Secpowerpoll2008_medium
1. Florida
I think the initially line for the SEC Championship is at 117.5 right now. Which is stupid, but what are you going to do?

2. Alabama
Hooray! A blowout! Too bad it came against perhaps the worst offense in modern history.

3. Mississippi
These guys are playing as well as any team in the conference not named Florida or Alabama. Houston Nutt's done an incredible job.

4. Georgia
Wow. From national championship contender to Capital One Bowl contestant. Yeesh.

5. South Carolina
A good team on its good days, a below-average team on its worst days, an average team on its average days.
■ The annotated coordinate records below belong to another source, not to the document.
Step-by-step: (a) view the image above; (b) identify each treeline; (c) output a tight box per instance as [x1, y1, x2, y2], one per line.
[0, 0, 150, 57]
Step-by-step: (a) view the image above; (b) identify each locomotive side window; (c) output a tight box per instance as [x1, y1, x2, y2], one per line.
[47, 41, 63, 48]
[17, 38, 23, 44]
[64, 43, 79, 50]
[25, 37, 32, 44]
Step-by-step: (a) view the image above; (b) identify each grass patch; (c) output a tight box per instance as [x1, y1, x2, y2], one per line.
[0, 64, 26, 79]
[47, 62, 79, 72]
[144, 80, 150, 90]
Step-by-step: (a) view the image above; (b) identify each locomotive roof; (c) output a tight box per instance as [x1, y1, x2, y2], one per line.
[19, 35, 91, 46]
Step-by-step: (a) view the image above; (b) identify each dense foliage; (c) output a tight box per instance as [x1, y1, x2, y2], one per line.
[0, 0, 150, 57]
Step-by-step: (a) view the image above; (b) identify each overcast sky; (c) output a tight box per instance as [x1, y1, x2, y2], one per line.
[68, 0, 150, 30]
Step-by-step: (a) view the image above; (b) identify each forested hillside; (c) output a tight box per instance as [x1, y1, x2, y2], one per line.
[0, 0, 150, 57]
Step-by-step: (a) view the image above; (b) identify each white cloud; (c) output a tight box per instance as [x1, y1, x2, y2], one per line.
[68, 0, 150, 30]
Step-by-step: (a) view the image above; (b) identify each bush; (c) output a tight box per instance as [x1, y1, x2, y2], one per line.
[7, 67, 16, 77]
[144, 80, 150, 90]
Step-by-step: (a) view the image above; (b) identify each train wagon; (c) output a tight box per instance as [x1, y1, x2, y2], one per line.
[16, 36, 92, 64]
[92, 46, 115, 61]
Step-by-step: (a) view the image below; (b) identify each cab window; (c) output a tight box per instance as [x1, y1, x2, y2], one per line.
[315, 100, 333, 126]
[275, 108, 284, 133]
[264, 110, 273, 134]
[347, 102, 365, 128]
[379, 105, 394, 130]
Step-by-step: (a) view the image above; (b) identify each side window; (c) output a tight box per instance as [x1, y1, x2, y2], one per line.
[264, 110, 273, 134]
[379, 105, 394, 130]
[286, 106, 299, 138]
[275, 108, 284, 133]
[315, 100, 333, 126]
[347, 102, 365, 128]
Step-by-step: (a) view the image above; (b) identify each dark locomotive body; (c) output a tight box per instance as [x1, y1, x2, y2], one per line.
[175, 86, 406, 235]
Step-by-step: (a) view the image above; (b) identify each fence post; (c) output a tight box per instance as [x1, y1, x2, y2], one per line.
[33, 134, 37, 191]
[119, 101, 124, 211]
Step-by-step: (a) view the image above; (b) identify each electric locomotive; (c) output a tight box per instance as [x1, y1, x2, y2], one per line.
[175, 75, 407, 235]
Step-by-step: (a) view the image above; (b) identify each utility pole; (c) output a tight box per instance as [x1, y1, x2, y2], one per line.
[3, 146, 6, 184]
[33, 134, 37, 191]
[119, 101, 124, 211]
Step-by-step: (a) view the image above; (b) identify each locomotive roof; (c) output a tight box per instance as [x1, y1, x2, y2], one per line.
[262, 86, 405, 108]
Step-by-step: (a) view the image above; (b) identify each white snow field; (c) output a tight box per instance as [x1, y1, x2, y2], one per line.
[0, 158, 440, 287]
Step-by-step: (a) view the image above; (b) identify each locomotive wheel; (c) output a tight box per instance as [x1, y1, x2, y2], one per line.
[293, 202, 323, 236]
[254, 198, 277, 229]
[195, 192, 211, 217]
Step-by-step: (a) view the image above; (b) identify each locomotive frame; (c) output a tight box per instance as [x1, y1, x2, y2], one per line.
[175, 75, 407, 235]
Pretty much like everyone else except the Top 4.

6. LSU
Les Miles will not be eating any taffy for a while.

7. Arkansas
The Hogs could surprise some folks in 2009.

8. Kentucky
This might be the worst 6-6 team in the history of the SEC. Oh, wait a minute. Vanderbilt's also 6-6.

9. Vanderbilt
This is the worst 6-6 team in the history of the SEC.

10. Tennessee
A nice emotional boost for the Vols can't hide the fact that they've had an abysmal season.

11. Auburn
Just fire everyone. Including the players.

12. Mississippi State
Consider this: The Bulldogs went from losing 45-0 to LSU last year to losing 45-0 to Mississippi this year.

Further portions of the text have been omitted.